4 Post author: MrMind 11 July 2016 07:09AM

You are viewing a comment permalink. View the original post to see all comments and the full post content.

Comments (131)

You are viewing a single comment's thread. Show more comments above.

Comment author: Daniel_Burfoot 12 July 2016 05:39:13PM *  4 points [-]

I have some software I am thinking about packaging up and releasing as open-source, but I'd like to gauge how interesting it is to people other than me.

The software is a highly useable implementation of arithmetic encoding. AE completely handles the problem of encoding, so in order to build a custom compressor for some data set, all you have to do is supply a probability model for the data type(s) you are compressing (I call this "BYOM" - Bring Your Own Model).

One of the key technical difficulties of data compression is that you need to keep the encoder and decoder in exact sync, or the whole procedure goes entirely off the rails. This problem is especially acute for the use case of AE, where you are potentially changing the model in response to every event.

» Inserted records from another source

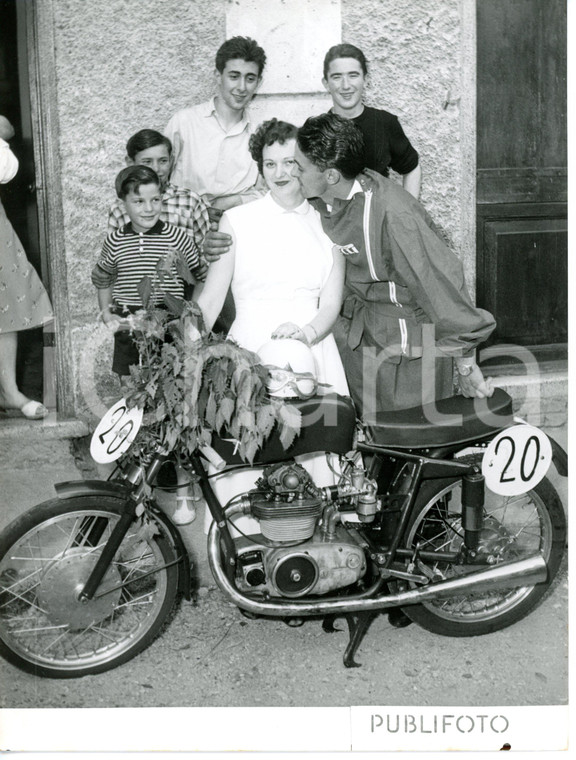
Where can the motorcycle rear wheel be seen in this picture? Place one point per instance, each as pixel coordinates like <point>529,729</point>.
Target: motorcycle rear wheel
<point>514,528</point>
<point>46,557</point>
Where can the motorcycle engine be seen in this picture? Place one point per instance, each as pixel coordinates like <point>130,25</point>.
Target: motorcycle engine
<point>297,555</point>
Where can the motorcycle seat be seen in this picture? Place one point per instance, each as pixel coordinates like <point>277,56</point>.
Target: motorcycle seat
<point>448,421</point>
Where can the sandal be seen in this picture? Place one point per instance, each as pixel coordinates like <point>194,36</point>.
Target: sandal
<point>31,410</point>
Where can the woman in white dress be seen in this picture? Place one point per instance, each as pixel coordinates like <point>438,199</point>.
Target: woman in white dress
<point>286,276</point>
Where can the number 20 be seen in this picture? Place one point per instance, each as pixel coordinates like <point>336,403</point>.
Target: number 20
<point>523,475</point>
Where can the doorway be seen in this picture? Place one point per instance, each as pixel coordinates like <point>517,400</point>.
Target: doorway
<point>522,247</point>
<point>35,370</point>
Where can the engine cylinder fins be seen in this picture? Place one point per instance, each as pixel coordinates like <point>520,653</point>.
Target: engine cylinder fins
<point>270,509</point>
<point>295,575</point>
<point>288,529</point>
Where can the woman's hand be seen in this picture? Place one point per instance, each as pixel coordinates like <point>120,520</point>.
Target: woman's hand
<point>115,323</point>
<point>475,385</point>
<point>290,330</point>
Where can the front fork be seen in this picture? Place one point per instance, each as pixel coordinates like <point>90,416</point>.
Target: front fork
<point>472,511</point>
<point>121,528</point>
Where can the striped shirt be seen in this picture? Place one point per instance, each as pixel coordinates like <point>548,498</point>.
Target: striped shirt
<point>180,207</point>
<point>128,256</point>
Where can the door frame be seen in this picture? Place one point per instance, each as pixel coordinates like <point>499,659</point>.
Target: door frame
<point>38,17</point>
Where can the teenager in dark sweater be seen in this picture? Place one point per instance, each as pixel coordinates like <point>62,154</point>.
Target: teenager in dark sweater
<point>387,147</point>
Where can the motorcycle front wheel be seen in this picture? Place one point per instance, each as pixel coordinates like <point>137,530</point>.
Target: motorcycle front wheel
<point>514,528</point>
<point>47,555</point>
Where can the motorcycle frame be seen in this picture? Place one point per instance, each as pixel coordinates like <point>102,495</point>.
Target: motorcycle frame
<point>428,465</point>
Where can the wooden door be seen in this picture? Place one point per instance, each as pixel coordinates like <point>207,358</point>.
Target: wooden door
<point>522,174</point>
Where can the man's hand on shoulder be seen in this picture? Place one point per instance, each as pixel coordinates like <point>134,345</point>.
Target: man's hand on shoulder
<point>215,244</point>
<point>473,384</point>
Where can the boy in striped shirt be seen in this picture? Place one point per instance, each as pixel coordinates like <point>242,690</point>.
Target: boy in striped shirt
<point>133,252</point>
<point>180,206</point>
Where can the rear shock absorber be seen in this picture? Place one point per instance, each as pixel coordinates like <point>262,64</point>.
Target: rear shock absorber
<point>472,510</point>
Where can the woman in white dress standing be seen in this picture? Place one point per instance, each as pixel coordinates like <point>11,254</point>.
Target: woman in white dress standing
<point>23,301</point>
<point>286,276</point>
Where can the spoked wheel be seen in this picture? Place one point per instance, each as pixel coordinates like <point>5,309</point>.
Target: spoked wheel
<point>515,527</point>
<point>47,555</point>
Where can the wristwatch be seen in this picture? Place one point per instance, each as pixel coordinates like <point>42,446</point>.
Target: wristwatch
<point>465,369</point>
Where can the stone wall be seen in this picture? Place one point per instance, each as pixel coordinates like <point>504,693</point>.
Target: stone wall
<point>122,65</point>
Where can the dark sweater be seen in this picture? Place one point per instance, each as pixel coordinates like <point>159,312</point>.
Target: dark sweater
<point>386,144</point>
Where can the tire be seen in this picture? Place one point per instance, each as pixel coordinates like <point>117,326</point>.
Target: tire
<point>514,527</point>
<point>45,558</point>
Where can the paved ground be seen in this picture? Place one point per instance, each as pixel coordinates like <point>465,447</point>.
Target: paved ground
<point>212,656</point>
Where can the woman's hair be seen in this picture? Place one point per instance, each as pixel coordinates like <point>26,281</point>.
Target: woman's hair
<point>268,133</point>
<point>243,48</point>
<point>330,141</point>
<point>132,177</point>
<point>144,139</point>
<point>344,50</point>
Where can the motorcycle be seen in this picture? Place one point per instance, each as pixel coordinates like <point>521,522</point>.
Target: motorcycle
<point>443,511</point>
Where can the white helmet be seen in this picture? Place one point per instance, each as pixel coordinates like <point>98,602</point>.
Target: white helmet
<point>291,366</point>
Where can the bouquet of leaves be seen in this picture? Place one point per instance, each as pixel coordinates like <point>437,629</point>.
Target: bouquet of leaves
<point>193,384</point>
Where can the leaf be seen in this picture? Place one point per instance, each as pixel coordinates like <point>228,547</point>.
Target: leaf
<point>174,304</point>
<point>210,414</point>
<point>265,420</point>
<point>145,291</point>
<point>183,269</point>
<point>291,421</point>
<point>248,450</point>
<point>227,408</point>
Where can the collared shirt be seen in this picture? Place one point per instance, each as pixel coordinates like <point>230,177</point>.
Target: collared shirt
<point>128,256</point>
<point>212,161</point>
<point>180,207</point>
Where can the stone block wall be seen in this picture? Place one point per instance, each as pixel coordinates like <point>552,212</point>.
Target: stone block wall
<point>122,65</point>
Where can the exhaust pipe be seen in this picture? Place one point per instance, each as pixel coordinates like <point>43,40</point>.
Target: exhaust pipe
<point>520,573</point>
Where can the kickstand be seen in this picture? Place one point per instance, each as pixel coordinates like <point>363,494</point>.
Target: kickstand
<point>358,624</point>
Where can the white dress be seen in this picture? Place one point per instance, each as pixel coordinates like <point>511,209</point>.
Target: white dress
<point>283,260</point>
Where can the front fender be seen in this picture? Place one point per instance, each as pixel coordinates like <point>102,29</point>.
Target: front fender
<point>69,489</point>
<point>72,488</point>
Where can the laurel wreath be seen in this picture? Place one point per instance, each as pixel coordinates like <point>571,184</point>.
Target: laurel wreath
<point>193,384</point>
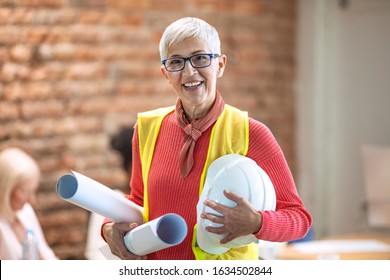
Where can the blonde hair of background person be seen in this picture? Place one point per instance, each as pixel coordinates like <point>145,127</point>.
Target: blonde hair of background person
<point>19,180</point>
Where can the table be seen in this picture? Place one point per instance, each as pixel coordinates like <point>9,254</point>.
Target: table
<point>343,252</point>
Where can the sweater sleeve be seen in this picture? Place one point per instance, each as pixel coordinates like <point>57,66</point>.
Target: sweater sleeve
<point>290,220</point>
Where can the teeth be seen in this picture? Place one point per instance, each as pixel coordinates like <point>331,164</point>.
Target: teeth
<point>193,84</point>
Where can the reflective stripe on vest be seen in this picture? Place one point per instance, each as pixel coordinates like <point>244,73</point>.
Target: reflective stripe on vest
<point>230,134</point>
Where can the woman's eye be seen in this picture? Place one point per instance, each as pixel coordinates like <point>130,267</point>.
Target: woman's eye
<point>175,61</point>
<point>200,57</point>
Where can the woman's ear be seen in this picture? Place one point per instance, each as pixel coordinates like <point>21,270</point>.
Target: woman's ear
<point>222,59</point>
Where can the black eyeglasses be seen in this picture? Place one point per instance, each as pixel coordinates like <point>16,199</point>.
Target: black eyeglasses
<point>175,64</point>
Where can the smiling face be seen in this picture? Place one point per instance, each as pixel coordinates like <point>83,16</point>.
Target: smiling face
<point>195,87</point>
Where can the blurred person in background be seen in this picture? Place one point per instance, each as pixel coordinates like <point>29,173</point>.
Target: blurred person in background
<point>120,142</point>
<point>173,147</point>
<point>19,181</point>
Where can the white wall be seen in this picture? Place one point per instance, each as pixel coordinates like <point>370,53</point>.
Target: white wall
<point>343,100</point>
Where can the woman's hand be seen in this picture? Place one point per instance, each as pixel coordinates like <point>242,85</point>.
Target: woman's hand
<point>237,221</point>
<point>114,233</point>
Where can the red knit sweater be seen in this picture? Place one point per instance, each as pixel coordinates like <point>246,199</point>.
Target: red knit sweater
<point>169,193</point>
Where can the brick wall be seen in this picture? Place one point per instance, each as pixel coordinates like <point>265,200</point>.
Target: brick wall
<point>72,72</point>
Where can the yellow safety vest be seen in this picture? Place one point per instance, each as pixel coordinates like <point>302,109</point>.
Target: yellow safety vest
<point>229,135</point>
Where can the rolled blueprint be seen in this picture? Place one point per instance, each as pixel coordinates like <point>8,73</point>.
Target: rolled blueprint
<point>95,197</point>
<point>163,232</point>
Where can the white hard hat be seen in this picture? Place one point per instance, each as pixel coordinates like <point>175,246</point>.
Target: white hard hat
<point>242,176</point>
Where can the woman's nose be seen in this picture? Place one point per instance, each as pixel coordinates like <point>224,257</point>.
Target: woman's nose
<point>188,68</point>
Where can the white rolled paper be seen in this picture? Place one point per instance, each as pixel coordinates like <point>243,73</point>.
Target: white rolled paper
<point>163,232</point>
<point>95,197</point>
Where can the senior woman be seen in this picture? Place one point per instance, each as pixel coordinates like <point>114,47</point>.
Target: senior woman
<point>172,148</point>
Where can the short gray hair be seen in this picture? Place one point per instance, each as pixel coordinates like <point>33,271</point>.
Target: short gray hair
<point>186,28</point>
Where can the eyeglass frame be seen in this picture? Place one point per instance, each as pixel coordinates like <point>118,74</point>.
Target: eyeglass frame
<point>210,55</point>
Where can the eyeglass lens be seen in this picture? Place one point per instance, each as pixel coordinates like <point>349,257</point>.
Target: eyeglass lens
<point>197,61</point>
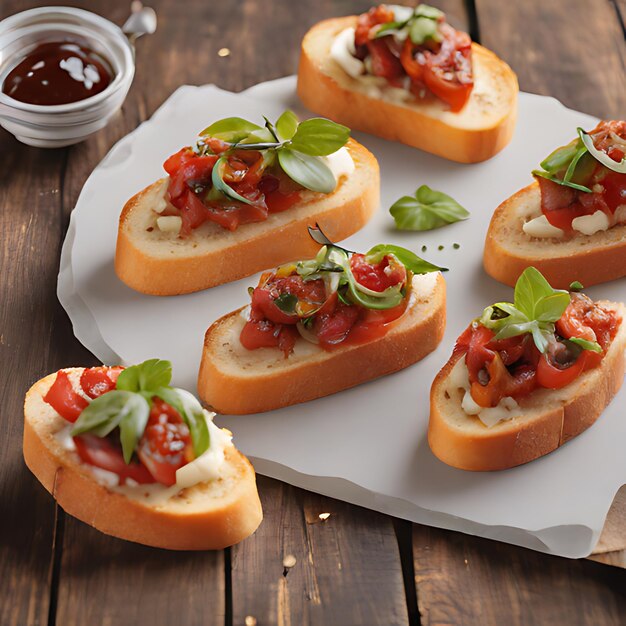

My software makes it very easy to guarantee that the sender/receiver are in sync, and at the same time it reduces the amount of code you have to write (basically you don't write a separate encoder and decoder, you just write one class that is used for both, depending on the configuration).

Comment author: Gunnar_Zarncke 13 July 2016 07:13:54PM 0 points [-]
Comment author: Daniel_Burfoot 13 July 2016 07:48:41PM *  2 points [-]

Thanks for posting this link, it contains a good illustration of the problem of using separate encoder/decoder implementations.

See how they have separate encoder/decoder implementations on page 8/9 of the document? That strategy is very very error prone. It is very hard for the programmer to ensure that the encoder and decoder are performing exactly the same updates, and even the slightest off-by-one error will cause the process to fail completely (I spent many hours trying to debug sync problems like this). This problem becomes more painful as you attempt to build more and more sophisticated compressors.

With my library, there is no separation of encoder and decoder logic; it is effectively the same code. That basically guarantees there will be no sync problems. Since I developed this technique I haven't had any sync problems.